Adjoint expérimenté et observateur avisé, Frédéric De Meyer livre un éclairage sur Vincent Euvrard. Entre exigence méthodique et contrôle rigoureux, il révèle les atouts et les tensions de son approche tactique.
Fort de son expérience aux côtés de Wouter Vrancken à Saint-Trond, De Meyer puise dans ses rencontres passées pour affiner sa lecture du football. Parmi elles, son passage sous la direction de Felice Mazzù a laissé une empreinte durable, tant sur le plan humain que professionnel.

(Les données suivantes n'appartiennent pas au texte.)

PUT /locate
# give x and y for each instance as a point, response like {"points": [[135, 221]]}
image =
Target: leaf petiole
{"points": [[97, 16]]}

Sa venue au Stayen fut un vrai coup de cœur : « Humainement, Felice est quelqu’un d’extraordinaire : partout où il passe, tous les gens l'aiment. Felice fait attention à tout le monde, il est drôle et aime faire rire, il veut que tout le monde s'entende. Il veut être un deuxième papa pour les joueurs, sur le terrain et hors du terrain », confie-t-il à la RTBF.
Lapoussin et Lamkel Zé
Cette approche humaine a permis de gérer des caractères difficiles : « L'année passée, il a fait venir Loïc Lapoussin et Didier Lamkel Ze… et s'il y avait quelqu’un capable de gérer ces deux loustics, c’était bien Felice. Après, la saison a mal tourné… mais sur le terrain, on n'a jamais eu de souci avec eux. Et ça, c’est grâce à Felice. Il pense toujours aux autres, il devrait plus penser à lui. Sa grande qualité est peut-être son plus grand défaut ».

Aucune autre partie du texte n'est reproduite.